Inspire Brands is a multi-brand restaurant company whose current portfolio nearly 32,000 Arby’s, Baskin-Robbins, Buffalo Wild Wings (BWW), Dunkin’, Jimmy John’s, Rusty Taco, and SONIC Drive-In locations worldwide. The company was founded in 2018 and is headquartered in Atlanta, Georgia.
This project particularly focuses on the BWW's beer selection process. The brand sells beer in three ways: through bottles, cans, and taps, with the majority of beer sold from taps. When determining which beer brands to place on tap, the corporate locations’ product mixes across the nation are determined at the corporate level and consider a variety of factors, such as regionality, sales, and consumer preferences. Beer brands placed on tap range from nationally recognized brands to regionally recognized brands.
After the acquisition of Buffalo Wild Wings in 2018, the Inspire Brands management team identified a discrepancy in the brand’s proportion of total sales from beer compared to the industry standard for sports bars. The team stated that this difference stems from inconsistencies between beer supplied and demanded and a lack of data-driven insights within the beer selection process. The team expressed the need to move from a corporate-level selection process to a sports bar-level selection process to account for the growing shift in demand from national, well-recognized brands to regional, hyper-local brands. With these challenges in mind, two opportunities have been identified to address the design problems. First, create product demand forecasting on at the sports bar level, and second, streamline the beer selection process. Both opportunities are completed as a proof of concept based upon the sports bar locations in Georgia.
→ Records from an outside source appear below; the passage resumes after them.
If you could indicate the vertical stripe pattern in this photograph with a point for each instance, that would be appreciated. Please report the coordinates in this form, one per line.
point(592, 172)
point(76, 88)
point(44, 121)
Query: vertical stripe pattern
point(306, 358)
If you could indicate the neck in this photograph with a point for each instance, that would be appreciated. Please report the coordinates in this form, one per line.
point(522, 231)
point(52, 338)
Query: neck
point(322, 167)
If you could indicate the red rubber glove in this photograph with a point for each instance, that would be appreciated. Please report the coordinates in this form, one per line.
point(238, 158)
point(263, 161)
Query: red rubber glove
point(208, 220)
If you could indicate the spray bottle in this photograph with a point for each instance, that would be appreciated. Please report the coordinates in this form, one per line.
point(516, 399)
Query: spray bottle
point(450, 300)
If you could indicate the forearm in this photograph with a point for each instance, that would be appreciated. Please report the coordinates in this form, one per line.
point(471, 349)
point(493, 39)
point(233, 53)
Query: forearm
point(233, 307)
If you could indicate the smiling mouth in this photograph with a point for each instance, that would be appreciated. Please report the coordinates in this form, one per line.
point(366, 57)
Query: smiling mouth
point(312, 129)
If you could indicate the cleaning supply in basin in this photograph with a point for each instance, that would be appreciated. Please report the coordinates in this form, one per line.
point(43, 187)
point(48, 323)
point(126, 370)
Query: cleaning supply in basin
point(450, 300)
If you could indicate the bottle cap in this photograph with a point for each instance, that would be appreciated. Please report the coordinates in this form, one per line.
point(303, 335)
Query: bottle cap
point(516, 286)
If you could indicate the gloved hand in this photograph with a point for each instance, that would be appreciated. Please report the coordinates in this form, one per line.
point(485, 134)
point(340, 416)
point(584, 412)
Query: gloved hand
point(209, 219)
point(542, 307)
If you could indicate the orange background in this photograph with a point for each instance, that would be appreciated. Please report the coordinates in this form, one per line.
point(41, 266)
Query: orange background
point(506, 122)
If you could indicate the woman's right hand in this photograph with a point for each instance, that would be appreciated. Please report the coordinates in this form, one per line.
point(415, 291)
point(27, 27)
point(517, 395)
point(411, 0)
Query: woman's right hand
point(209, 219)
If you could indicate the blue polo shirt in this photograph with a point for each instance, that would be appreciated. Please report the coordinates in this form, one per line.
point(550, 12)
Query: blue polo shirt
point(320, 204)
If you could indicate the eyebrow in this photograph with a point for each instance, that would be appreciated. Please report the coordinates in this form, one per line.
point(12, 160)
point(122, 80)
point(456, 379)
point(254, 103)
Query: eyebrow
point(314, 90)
By doing so, the proposed system will generate the most profitable product mixes on a sports bar-by-sports bar and month-by-month basis. The objective of this project is to increase profit in a two-fold process by 1) increasing revenue through capturing market potential and 2) decreasing costs through minimizing unused product.
To address the challenges, the design strategy is divided into three distinct stages: the training, processing, and solving stage. The first stage is the training stage. This stage utilizes a product demand forecasting model trained on historical sales data to understand which beers worked well on tap and why. The next stage is the processing stage. This stage utilizes the product demand forecasting model’s predictions to calculate the marginal value (i.e. additional profit) of adding a beer style to a product mix. Lastly, the solving stage utilizes an integer program optimization model that evaluates the marginal values for each beer style and solves for the product mix of highest profit. Lastly, the final output/deliverable is the monthly selection of beer styles at each sports bar, constrained by the number of taps available at a particular bar. The deliverable also contains the projected volume demanded for a beer during a given month. Each stage possesses its own validation approach, ranging from performance plotting to statistical analysis to sensitivity analysis.
The deliverable provided to the client encapsulates the three stages of the design strategy into a user-friendly application, called the Product Mix Selection Application. Once implemented, this application can utilize any inputted data from a given time period and region in the country. The Product Mix Selection Application, a locally-run desktop application, enables the Buffalo Wild Wings team to generate sports bar-specific monthly product mixes. The application’s interface utilizes human-computer interaction design principles and is minimalistic and intuitive. In addition, an accessible Help window, regular feedback on calculation progress, and carefully designed affordances aid in user adoption. In a series of button clicks, users have the ability to upload point of sales data, cost data, and promotional data to train the model. The last step outputs a CSV file of sports bar-specific monthly product mixes for the desired time period, including a range of values for expected demand.
Value and Impact
The value of the project is measured by comparing the proposed system’s projected profit to historical profit in 2019. After finding the difference between those two values, the proposed system observed, an increase in annual profit per sports bar, thus leading to a $"confidential" increase in annual profit across all corporate locations in Georgia. In regards to increasing profit, the proposed system observed a $"X" average annual increase in sales per sports bar by capturing market potential and thus providing customers with the beer they want to drink. Additionally, the proposed system observed a $"Y" average annual increase in costs per sports bar. Costs will increase when more demand is introduced into the system due to the fact that the system experiences such an increase in sales. Lastly, the proposed system reduces the time that it takes to select which beers to place on tap, moving from a six-month process to a two-week process. As the process is automated and streamlined, the need for assistance in the beer selection process will be minimized.